Sometimes the prosecution agencies unnecessarily oppose the anticipatory bail application of the accused on the ground that his presence in custody is necessary for making a search and recovery of documents in his/her presence. The Supreme Court in Harsh Sawhney v. Union Territory, Chandigarh, rejected the plea of the prosecution on this ground and directed that appellant shall appear for interrogation by the police whenever reasonably required, subject to his/her right under Art. 20(3) of the Constitution.
The bail system as administered by courts of law however, reveals that the “non-poor” accused even in sensational criminal cases are able to take advantage of bail much beyond what they deserve.
ADVERTISEMENTS:
Looking at the long pendency of cases and the number of undertrial prisoners multiplying each day, it is advisable to liberalise the law relating to bail. Some useful suggestions in this regard may be as follows:—
(1) Where the Court is satisfied after taking into account the information placed before it, that the accused has root in the community and is not likely to abscond, it need not insist on monetary bond and may safely release the accused on a personal bond.
(2) The offences punishable for ten years imprisonment or below, be made bailable by the Court with stringent conditions. It will not only reduce the number of bail applications but also reduce the number of undertrial prisoners.
(3) The default clause provided under section 167 of Cr. P.C. making it mandatory to grant bail after the expiry of 60/90 days from the production of arrestee before the Magistrate, should be deleted and instead the provisions of Section 173(1) of Cr.
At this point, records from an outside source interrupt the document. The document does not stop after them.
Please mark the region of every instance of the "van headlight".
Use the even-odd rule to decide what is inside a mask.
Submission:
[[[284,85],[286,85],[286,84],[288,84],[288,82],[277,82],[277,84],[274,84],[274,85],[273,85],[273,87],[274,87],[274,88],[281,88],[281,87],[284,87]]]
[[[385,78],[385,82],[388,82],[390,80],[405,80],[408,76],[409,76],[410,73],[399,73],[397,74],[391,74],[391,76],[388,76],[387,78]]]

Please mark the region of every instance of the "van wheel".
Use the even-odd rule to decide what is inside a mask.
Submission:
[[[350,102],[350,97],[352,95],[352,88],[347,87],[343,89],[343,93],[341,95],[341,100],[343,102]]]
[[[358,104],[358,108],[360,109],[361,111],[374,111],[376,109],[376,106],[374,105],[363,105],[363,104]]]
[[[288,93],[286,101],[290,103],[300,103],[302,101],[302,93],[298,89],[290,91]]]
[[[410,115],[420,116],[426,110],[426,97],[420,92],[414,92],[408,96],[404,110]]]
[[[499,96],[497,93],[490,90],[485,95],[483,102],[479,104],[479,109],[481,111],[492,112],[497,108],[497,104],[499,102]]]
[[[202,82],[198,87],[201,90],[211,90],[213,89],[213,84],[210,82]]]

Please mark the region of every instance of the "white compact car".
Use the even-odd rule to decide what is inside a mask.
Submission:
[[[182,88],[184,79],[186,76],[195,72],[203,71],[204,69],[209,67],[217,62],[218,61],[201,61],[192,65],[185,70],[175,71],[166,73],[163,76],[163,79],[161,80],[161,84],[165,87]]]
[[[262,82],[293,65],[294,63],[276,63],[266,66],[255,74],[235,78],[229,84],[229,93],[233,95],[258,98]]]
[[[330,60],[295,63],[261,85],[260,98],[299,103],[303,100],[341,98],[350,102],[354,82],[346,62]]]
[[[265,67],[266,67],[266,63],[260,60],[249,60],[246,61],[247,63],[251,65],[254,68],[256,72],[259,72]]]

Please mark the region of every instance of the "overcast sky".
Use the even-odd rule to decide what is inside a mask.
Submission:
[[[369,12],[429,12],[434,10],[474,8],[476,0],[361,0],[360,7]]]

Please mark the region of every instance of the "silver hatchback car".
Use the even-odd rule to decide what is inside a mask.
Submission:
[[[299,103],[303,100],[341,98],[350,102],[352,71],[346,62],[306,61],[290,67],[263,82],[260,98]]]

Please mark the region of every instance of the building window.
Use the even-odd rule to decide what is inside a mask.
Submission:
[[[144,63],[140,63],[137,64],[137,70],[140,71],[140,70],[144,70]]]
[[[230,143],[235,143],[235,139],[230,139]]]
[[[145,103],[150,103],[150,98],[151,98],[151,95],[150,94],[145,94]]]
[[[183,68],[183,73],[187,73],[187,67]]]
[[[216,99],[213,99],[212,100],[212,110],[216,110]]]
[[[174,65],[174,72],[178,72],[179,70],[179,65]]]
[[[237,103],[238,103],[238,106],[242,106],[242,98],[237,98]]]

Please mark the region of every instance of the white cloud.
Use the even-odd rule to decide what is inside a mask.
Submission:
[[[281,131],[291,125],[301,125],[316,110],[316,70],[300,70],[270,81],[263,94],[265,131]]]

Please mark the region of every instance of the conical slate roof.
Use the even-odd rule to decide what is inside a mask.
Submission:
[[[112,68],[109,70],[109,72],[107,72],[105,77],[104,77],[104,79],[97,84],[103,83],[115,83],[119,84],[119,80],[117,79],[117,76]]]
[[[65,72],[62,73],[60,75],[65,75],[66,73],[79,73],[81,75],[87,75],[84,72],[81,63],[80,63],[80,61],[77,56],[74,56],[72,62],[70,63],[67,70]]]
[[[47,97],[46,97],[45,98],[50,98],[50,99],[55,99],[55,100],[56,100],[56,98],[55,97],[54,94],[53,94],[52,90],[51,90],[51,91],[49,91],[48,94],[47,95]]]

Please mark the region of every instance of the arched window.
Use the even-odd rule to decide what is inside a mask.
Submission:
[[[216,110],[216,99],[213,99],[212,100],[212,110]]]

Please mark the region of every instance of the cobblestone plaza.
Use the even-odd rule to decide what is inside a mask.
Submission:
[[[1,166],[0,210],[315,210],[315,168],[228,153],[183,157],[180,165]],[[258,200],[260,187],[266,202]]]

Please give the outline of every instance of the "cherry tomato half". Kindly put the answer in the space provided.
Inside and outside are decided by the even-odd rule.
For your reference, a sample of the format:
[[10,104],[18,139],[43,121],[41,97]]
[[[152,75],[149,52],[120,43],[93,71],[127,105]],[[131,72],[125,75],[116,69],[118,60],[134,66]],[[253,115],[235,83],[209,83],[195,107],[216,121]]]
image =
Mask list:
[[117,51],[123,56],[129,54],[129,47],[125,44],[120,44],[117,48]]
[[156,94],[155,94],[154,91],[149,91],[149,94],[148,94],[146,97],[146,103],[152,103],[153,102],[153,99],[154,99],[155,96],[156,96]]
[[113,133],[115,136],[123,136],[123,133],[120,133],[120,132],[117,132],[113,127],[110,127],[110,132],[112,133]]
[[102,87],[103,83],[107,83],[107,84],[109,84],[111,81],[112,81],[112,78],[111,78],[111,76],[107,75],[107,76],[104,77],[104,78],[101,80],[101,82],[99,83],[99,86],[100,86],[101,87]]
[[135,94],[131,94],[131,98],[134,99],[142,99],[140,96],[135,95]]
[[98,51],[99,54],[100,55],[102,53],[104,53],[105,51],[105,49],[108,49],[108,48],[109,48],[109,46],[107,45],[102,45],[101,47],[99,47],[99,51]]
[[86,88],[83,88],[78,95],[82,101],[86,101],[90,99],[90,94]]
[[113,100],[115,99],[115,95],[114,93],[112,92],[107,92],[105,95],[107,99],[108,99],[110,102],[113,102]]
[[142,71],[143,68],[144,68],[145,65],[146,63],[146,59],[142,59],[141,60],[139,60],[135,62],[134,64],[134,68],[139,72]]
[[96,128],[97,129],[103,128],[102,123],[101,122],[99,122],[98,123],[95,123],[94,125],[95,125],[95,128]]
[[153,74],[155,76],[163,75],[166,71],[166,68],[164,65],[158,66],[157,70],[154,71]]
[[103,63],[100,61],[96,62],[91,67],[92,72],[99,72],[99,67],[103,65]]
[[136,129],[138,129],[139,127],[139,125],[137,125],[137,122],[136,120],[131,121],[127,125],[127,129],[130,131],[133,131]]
P.C. which requires completion of the investigation expeditiously, should be scrupulously followed. This will eliminate the possibility of charge-sheet not being deliberately filed till 60/90 days in order to make the accused entitled to be released on bail.
(4) Bail should not be refused in cases where there is on record such material which shows that the accused himself received injuries and has a valid case for right of private defence.
(5) Bail should normally be granted in case where the arrestee had not used a weapon or participated actively in the case.
More recently, the Supreme Court which had twice sent back murder accused Pappu Yadav, (Now RJD’s Member Parliament from Madhepura Lok Sabha seat, Bihar) to jail, on 24th September 2004, asked him why the fresh bail given to him by the Patna High Court Judge R.S. Garg should not be cancelled.
The Bench of Justices N. Santosh Hegde, Justice, S.B. Sinha and Justice A.K. Mathur, had ordered lodging Pappu Yadav in the prison instead of Patna Medical College Hospital while taking serious note of the misuse of facilities by the accused on the pretext of ill-health.
Agitated over the release of an accused in a heinous crime of brutal murder which is punishable with life-term or death sentence, the Bench had taken note of ‘gravity of offence’ and also allegations of tampering with the witnesses by Pappu Yadav during the period he was in jail, the Court reiterating the law on grant or refusal of bail, cautioned the High Court of Patna to exercise its discretion in a judicious manner and not as a matter of course.
The Apex Court noted that though an accused has a right to make successive applications for grant of bail, the Court concerned has a duty to consider the reasons and grounds on which earlier bail applications were rejected. Finally disposing of the bail applications of Pappu Yadav in October, 2006, the Supreme Court directed that no Court should entertain his bail application any further and he has to remain in custody during the entire trial period.